The Writing’s on the Wall Language and Silence in the Visual Arts

December 12, 2024 – March 29, 2025

Curated by Hilton Als, this group exhibition presents artists whose work explores the relationships between communication and language. In the curatorial text, Als explains: “for this exhibition, I wanted to show what silence looked like—at least to me—and what words looked like to artists.” 

“Writing and erasure have been important sources of inspiration for many of the artists in my family’s collection, including Christopher Wool, Rudolf Stingel, Vija Celmins, and Cy Twombly,” says J. Tomilson Hill, President of the Hill Art Foundation. “Hilton Als has identified a fascinating motif and introduced important loans to illustrate the rich history of these lines of inquiry into the present day.”

In his accompanying essay, Poetics of Silence, Als probes the power of visual art to skirt the written or spoken word. The works included convey “the sense we have when language isn’t working,” evoke “EKGs of rhythm followed by silence, or surrounded by it,” reveal “painting as language’s subtext,” illustrate “what we mean to say as opposed to what gets said,” and “find beauty in the tools that one uses to erase words—and then to make new ones.” He reflects on his own entry into the art world as an art history student at Columbia in the 1980s, and his efforts as a writer and curator to create a democratic “language of perception” that transcends traditional connoisseurship.   
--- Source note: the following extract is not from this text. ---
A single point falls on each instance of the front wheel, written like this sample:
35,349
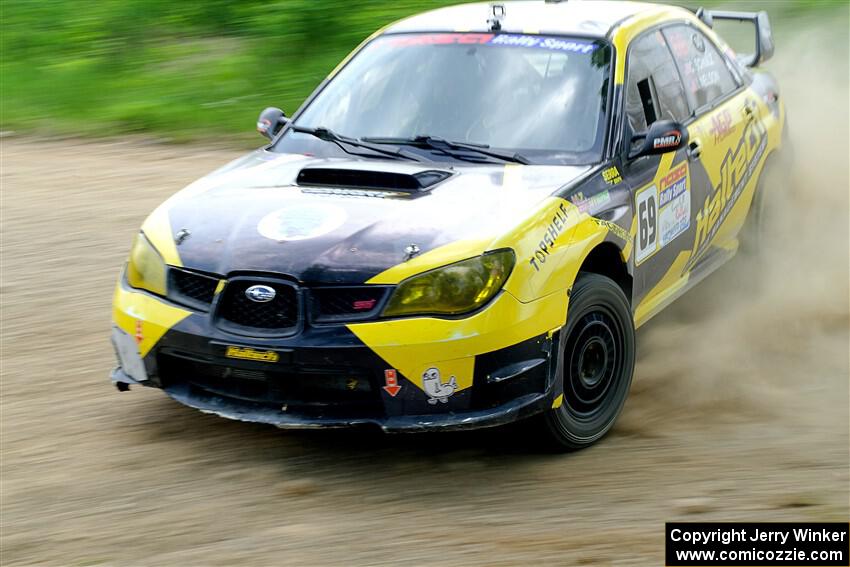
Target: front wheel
596,364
The Writing’s on the Wall encompasses a range of mediums, from video installation to printed zine. Artists in the exhibition include Ina Archer, Kevin Beasley, Jared Buckhiester, Vija Celmins, Sarah Charlesworth, Ian Hamilton Finlay, Fang: Betsi-Nzaman, Ellen Gallagher, Joel Gibb and Paul P., Rachel Harrison, Ray Johnson, G.B. Jones and Paul P., Jennie C. Jones, Christopher Knowles, Willem de Kooning, Sherrie Levine, Judy Linn, Christian Marclay, Brice Marden, Agnes Martin, Claes Oldenburg, Ronny Quevedo, Irving Penn, Umar Rashid, Medardo Rosso, David Salle, Rudolf Stingel, Cy Twombly, Andy Warhol, Steve Wolfe, Larry Wolhandler, and Christopher Wool. 

Learn more here

 

Jennie C. Jones: A Free and Shifting Tonal Center

I always say [the art is] active even when there’s no sound in the room; they are affecting the subtlest of sounds in the space—dampening and absorbing even the human voice.

– Jennie C. Jones

A Free and Shifting Tonal Center is Jennie C. Jones’s first monograph, exploring her interdisciplinary practice that moves viewers through both visual and auditory engagement. Aurally altering the spaces in which her paintings, sculptures, and installations are on view, Jones’s work encourages viewers to anticipate sound even in the quietest of environments.
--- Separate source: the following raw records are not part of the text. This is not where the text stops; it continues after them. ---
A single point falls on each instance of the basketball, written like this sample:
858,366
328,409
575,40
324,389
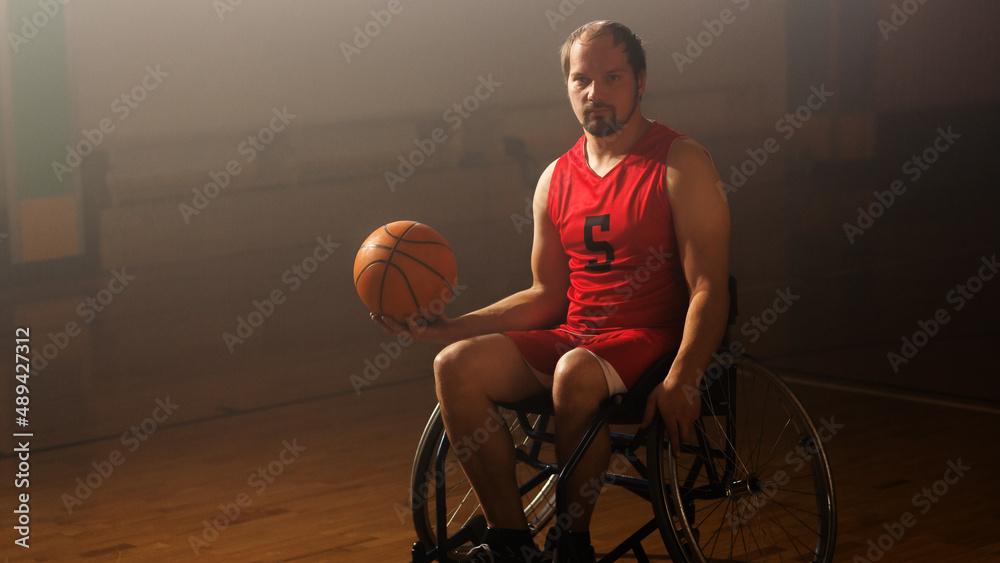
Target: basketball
405,268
Conceptually, Jones’s practice reflects on the legacies of modernism and minimalism while underscoring the connection between minimalism and music, illuminating the influence of the Black avant-garde. Bringing this multi-sensory experience to book form, A Free and Shifting Tonal Center unites documentation of recent exhibitions—including Dynamics, her expansive show at the Guggenheim Museum (2022)—with excerpts of text, poetry, and conversations to create a “score” that reveals the layers of Jones’s artwork. Part artist’s book and part primer, this lyrical volume unfolds in movements, like a printed and bound evening of poetry, prose, and music.
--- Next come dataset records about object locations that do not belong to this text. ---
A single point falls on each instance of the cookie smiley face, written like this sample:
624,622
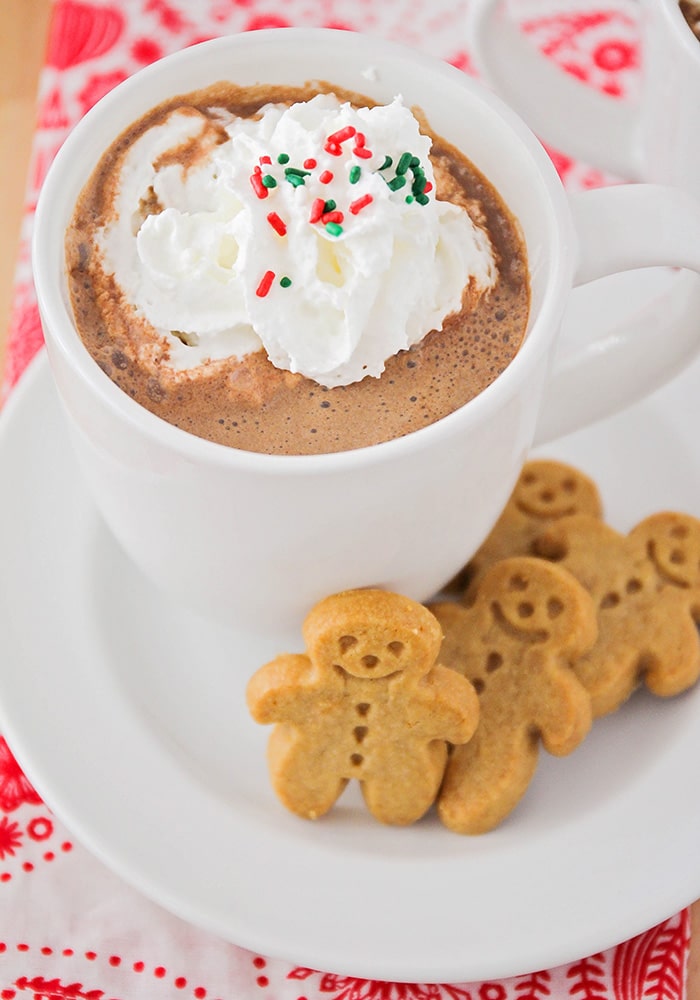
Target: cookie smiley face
673,546
646,587
526,609
545,492
397,639
549,490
Artwork by Jennie C. Jones
Text by Grace Deveney and Evelyn C. Hankins

Learn more and order your copy

 

Agnes Martin: Independence of Mind

I think we’ve fallen into an elaborate but beneficent trap that Agnes Martin has set for us. She gives the paintings these titles so that when you speak of them, you can say something like, “I love Happiness” or “I’m very moved by Innocence” or “I came around a corner and saw Friendship.” She’s giving us language in an unembarrassed way, so that things can happen to us when we actually say those words.

– Teju Cole

This is a re-envisioned, fresh look at Agnes Martin, the enigmatic, influential, highly independent painter whose life (1912–2004) spanned much of the twentieth century and extended into the twenty-first. Martin’s abstract, deceptively simple paintings continue to resonate with contemporary artists and writers. In a series of essays commissioned especially for this volume, the contributors write about Martin’s influence on their creative lives and work, and offer new interpretations that defy stereotyped notions about Martin’s life. The result is a varied tapestry of voices, proving that Martin’s art still influences the contemporary world, and offering glimpses into modes of being and making that are still relevant nearly two decades after her death.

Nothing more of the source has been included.